This is the library that I use to collect common machine learning algorithm I use for research project and industrial practice.
The installation of this package is simple. We recommend to use devtools to install from Github.
# Note: you must have these packages: # devtools,quantmod,stats,xts,TTR,knitr,gtools,keras,naivebayes,randomForest,iRF,BayesTree,gbm,pROC # Please install them if you do not have them. # Install Package: Yin's Library (i.e. YinsLibrary) devtools::install_github("yiqiao-yin/YinsLibrary")
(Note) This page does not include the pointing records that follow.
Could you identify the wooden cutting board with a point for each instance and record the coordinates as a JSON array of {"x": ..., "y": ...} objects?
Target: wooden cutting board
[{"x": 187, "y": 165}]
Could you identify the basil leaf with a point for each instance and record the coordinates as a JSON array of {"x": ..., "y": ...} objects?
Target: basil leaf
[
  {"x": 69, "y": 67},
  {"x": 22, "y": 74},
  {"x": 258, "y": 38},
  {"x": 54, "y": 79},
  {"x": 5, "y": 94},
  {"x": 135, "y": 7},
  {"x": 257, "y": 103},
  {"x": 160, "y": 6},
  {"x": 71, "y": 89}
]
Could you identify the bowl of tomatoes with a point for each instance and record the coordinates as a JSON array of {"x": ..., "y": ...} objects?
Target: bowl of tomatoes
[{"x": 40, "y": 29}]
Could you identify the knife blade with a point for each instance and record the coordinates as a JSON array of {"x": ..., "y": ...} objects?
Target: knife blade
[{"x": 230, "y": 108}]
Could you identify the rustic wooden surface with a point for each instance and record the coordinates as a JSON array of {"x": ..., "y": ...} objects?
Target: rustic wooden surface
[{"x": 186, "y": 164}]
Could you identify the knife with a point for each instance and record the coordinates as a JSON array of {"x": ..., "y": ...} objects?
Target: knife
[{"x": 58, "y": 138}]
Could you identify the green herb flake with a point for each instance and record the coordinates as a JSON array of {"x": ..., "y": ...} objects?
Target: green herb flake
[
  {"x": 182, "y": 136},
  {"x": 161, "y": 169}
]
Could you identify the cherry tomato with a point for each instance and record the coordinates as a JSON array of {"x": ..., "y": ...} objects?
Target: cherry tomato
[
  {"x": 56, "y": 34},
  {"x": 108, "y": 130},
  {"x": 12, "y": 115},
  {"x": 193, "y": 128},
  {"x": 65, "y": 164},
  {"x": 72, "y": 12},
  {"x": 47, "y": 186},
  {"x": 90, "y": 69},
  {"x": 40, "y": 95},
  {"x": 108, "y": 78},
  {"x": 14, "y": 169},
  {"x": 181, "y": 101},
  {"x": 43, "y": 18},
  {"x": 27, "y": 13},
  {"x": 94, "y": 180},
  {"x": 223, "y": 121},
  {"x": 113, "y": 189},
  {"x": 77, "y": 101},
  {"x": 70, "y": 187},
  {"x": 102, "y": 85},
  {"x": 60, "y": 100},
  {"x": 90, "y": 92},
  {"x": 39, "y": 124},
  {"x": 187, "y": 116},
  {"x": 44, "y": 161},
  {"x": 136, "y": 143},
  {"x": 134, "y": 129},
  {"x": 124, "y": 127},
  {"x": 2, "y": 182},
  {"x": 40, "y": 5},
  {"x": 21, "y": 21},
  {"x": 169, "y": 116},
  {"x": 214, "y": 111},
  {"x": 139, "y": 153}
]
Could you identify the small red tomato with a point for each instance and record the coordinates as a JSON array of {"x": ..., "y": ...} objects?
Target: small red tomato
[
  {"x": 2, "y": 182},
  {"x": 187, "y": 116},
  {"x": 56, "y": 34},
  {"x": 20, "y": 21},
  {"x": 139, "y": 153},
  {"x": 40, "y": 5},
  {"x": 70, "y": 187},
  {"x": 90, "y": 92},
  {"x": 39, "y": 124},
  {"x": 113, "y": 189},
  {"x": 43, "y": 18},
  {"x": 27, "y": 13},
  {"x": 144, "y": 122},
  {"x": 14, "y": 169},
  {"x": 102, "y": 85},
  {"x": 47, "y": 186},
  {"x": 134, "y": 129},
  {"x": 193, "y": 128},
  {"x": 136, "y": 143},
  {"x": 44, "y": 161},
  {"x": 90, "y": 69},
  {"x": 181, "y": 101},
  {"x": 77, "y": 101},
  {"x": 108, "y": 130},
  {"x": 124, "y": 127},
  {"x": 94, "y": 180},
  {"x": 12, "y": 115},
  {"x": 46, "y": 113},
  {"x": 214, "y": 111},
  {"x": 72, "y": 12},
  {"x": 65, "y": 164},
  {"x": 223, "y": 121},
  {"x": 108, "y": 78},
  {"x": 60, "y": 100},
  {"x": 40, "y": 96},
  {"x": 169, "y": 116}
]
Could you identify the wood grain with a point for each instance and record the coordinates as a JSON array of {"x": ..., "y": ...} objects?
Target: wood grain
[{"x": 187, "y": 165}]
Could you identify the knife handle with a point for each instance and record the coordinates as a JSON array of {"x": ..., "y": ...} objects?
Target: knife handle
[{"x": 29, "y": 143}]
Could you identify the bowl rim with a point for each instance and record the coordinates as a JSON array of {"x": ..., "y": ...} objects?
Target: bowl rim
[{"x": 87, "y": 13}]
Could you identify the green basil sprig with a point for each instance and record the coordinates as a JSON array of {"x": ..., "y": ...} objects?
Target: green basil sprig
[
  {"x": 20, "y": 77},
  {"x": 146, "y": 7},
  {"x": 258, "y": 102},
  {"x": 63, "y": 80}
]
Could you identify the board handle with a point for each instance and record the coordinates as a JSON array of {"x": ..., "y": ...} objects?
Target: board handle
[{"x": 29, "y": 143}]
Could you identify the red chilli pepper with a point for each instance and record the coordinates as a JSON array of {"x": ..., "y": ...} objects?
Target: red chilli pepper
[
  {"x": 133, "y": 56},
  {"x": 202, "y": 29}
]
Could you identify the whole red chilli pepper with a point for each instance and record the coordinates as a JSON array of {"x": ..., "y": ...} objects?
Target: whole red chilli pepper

This package has all functions collected in R folder. Almost all functions following the following format:
- input $X$: this is the explanatory variables in the data set;
- input $y$: this is the response variable in the data set;
- input cutoff: this is a numerical value from 0 to 1 (default value is 0.9), implying that the algorithm will take the first 90% of the observation as training and the rest as testing;
- input parameters: this is dependent on each function (ex: for trees, there are number of trees, for SVM, there is gamma, etc..);
- input cutoff.coefficient: this is a value with default at 1, which means the algorithm is setting exactly mean of predicted scores as cutoff to convert scores into binary values.
Yiqiao Yin has been a Research Assistant at Columbia University since 2017. Prior to his current position, he has been a Researcher at Simon Business School with professors from AQR Capital.